Tourism in Russia
Russia is the largest country in the world, and it is larger than life! Other than the large area it occupies, it is a country where traditions and culture varies across different timezones. Every city is a different experience, so add Russia to your bucket list, pronto!
In light of Covid-19 pandemic, there has been a halt on an upward trend in tourism to Russia. Now the Russian tourism industry reportedly wants the government to help it recover by making it easier for visitors to get a visa – by offering visas valid for multiple visits, over a period of up to five years.
So let us get started:
In a large country like Russia, we must not forget to visit the capital, in this instance – Moscow.
Russia’s capital is everything you can wish for – nature, impressive and colorful architecture as well as lots of historical gems.
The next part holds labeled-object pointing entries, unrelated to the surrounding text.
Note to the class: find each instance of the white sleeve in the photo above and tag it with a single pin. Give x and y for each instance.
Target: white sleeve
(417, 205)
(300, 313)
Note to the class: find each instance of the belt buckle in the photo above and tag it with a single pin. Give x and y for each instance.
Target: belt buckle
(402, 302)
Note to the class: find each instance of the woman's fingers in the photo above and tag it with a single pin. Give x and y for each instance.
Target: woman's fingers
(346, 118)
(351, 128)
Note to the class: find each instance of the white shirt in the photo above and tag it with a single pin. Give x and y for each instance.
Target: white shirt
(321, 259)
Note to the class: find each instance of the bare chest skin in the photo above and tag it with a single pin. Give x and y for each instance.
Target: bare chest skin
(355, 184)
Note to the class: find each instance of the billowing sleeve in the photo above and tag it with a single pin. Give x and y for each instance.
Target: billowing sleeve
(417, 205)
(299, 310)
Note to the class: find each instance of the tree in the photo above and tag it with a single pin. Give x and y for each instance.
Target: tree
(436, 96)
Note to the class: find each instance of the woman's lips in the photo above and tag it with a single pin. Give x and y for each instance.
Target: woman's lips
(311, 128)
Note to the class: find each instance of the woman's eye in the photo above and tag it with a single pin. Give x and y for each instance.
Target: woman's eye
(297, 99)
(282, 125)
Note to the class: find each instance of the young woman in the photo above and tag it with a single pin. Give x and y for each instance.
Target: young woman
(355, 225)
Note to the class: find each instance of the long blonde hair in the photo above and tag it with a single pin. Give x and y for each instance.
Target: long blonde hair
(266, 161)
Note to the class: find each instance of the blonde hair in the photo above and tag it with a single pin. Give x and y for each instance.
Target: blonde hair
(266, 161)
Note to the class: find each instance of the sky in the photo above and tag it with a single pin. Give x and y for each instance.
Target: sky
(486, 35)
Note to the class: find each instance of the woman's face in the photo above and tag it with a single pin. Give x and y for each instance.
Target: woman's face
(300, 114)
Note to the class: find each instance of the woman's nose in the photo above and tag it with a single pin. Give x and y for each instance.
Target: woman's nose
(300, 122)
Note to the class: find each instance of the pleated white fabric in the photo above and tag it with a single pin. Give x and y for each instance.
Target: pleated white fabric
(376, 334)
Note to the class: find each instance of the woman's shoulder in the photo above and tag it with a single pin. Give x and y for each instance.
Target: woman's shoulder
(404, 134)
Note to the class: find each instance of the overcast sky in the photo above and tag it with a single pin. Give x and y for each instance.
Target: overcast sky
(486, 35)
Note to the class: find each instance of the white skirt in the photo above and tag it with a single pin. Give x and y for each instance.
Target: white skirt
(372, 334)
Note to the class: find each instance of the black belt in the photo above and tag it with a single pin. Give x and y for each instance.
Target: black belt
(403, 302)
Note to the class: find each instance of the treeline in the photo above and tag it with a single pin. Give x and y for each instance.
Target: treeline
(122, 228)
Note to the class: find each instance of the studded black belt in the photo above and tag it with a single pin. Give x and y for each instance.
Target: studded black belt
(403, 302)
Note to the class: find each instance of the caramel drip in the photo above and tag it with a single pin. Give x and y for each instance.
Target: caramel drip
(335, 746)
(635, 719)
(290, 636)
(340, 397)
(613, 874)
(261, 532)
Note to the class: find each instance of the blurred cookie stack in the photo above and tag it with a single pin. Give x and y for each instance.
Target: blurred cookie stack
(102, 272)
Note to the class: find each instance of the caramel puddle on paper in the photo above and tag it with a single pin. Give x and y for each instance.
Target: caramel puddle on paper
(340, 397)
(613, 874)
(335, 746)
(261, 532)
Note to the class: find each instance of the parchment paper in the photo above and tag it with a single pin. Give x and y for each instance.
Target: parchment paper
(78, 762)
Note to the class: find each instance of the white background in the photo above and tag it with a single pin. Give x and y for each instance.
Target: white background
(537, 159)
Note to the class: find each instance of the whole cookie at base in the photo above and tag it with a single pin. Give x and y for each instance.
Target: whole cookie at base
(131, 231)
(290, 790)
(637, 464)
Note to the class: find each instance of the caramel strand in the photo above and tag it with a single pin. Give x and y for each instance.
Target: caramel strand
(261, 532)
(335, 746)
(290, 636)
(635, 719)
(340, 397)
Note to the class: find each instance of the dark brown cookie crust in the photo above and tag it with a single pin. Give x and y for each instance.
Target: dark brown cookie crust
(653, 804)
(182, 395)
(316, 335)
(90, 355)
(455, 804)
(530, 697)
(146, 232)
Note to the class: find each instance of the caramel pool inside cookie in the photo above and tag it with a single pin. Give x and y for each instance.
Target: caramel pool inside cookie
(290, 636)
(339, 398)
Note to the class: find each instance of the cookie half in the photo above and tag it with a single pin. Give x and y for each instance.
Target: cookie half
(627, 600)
Visitors to Moscow should visit the Kremlin, Red Square and the St. Basil’s Cathedral. GUM, a famous shopping mall with the glass and steel roof, is also a popular destination – it is a great place to enjoy authentic Russian food even if you can’t afford the hefty price tag of the luxury brands that they carry.
Museums are not for everyone, but Moscow has several excellent options, including The State Tretyakov Gallery (which only displays Russian art); the Pushkin Museum (international pieces); and last but not least, the Kremlin Armory Museum – to have a look at certain unique items such as the ivory throne of Ivan the Terrible and gold-covered imperial carriages. Moscow is also home to one of the largest ballet and opera theaters in the world, The Bolshoi Theatre, which is worth a visit if you are able to get tickets.
The best attractions in Moscow require some walking to be properly enjoyed, such as the pedestrian shopping street Stary Arbat and the boardwalk along the River Moskva.
The Metro stations in Moscow are well decorated with porcelain relief, crystal chandeliers and unique mosaic artworks that make these places basically look like subterranean palaces, which is worth a visit.
Although it is smaller than Moscow, St. Petersburg is still pretty large and it’s impossible to explore everything in a day. In comparison to Moscow, St. Petersburg is more European with its fine art and exquisite design which blends in perfectly with its history at every corner. To examine the architecture up close, you can view the city on foot or get on a cruise to explore certain areas of the 300 kilometers long trail of canals that cut across the imperial city.
Tourists usually visit Yusupov Palace, where Rasputin was killed and the Neoclassical, 19th century St. Isaac’s Cathedral that the most spacious cathedral in the city. Last but not least, the Hermitage Museum St. Petersburg’s must not be missed as is possibly the most famous tourist attraction in St. Petersburg. It is the second biggest art and culture museum in the world and boasts a collection of over three million items – anything from prehistoric art (including articles from the nomadic tribes in Altai) to Impressionist and Post-Impressionists collection.
About 25 kilometers on the outskirts of St. Petersburg is Peterhof Palace. Built in the early 1700s as a summer residence for Peter the Great, it greatly resembles the Palace of Versailles in France. It will take longer than a day, so be prepared.